1 of 1 people found this helpful
Hmm, Not a simple card and very likely to get very deep real quick
I could start by blaming the card, but 1) that is rude and 2) why would anyone do that without supporting data?
- Selected MMIO size of 256G -- Take it all the way to max. (1024G)
May not help, but should not hurt.
You already said you disable the on-board devices. NICs, and HDD controlers? At least as a test.
Next step would require a PCIe config space dump with the mutiple cards installed. (Though you may want to do this first with no cards installed since i have a feeling it is going to be big)
The best way to do this is to insert a USB key to collect the data,
Then at the shell prompt:
SHELL> map -r
(whole bunch of dirve info dumps out)
usb fob likley will be fs0: or fs1: so type that
FS0:> PCI > PCIDUMP.txt
Makes a file listing ALL the pci devices in the system (long list and much longer if you have the cards installed)
from this list you can see if the Board & BIOS is seeing the cards.
Next step would be to loog at the indivual cards configuration in PCI config space by looking in the list from the first dump to identify the Bus Device Function of the card then type:
FS0:>PCI xx xx xx -i >> pcidump.txt
where the XX's are the BUS Device Function.
By reviewing the dump from all the devices on the cards you should be able to glean some information such as how much MMIO it really wants or if the cards are throwing configuration errors.
I saw a comment on the card vendors site about the cards taking a long time to come up before you can configure the PCI space which these dumps would show also.
How that helps and did not get too deep.
Thanks for not punting on the DSP card. It may well turn out to be a card issue but the vendor is not convinced based on my description to this point. I need a more definitive way to either implicate or rule out their card(s).
To that end, I tried each of your suggestions. First, I took the largest MMIO space setting available from the BIOS UI menu. The POST still failed after that change so I moved on to the UEFI shell.
The 'pci' output did not contain any indication of either card when two were seated. A pastebin of the output is here. I removed one card and called pci again. The resulting output can be found here. I notice that even the bridge device is missing when both cards are seated.

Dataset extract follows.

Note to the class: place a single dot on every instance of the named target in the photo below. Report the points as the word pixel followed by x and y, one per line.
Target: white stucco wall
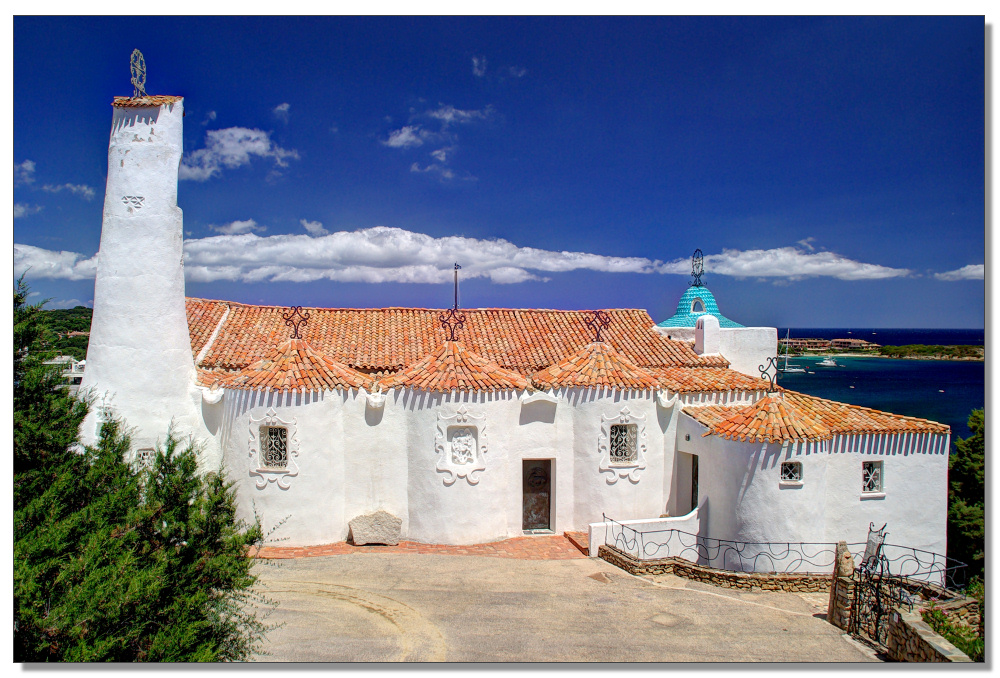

I went on to run 'pci -i' on the devices in the single card configuration. The dump from the first of four TI devices is here. A dump of the first of five PLX bridge devices is here. I have the dumps for the rest of the TI and PLX devices. How would I go about using this information to determine MMIO allocation requirements?
I would think that if this were a problem related to a prolonged secondary boot cycle on either board then it would also be evident in the single card configuration. It's unclear to me how seating two cards instead of one would complicate/elongate the boot cycle of either one. The only thing that comes to mind is power limitations whereby each card competes for total available energy. That theory goes against my understanding of the standard though where each slot should provide up to 75W of independent power. Besides, I don't see any indication of a black-out or current overage in the BMC logs.
Thanks again for your feedback to this case. I've learned a bit about the UEFI CLI along the way and hopefully am one step closer to cracking this beast.
You can see why I thought this could get very deep very fast (and why so support lines want to just blame the other guy.) I should put in the standard disclaimer that “you should always select devices off the Test Hardware and OS list since they are tested and supported by Intel”. (End of speech since I don’t think Intel has any cards similar to these on the THOL).
It may take me a bit to weed through these dumps and then i am going to be asking for a few more.
Every time you boot the system, one of the early POST (power on self-test) functions is to figure out the PCI bus.
The processor sends query. Many devices within the processor respond as well as the chipset and any devices installed in the riser slots. As the processor finds these devices it assigns a Bus and Device number and reads the Function numbers from the device. It then proceed to negotiate with the device to establish bus width (x1,x2,x4,x8,x16) and which generation of PCIe the device and the mother board can support in common, memory or interrupts needed, etc.
It also reads setup info that tells the processor if additional device may be behind the first device and then goes looking for the additional devices.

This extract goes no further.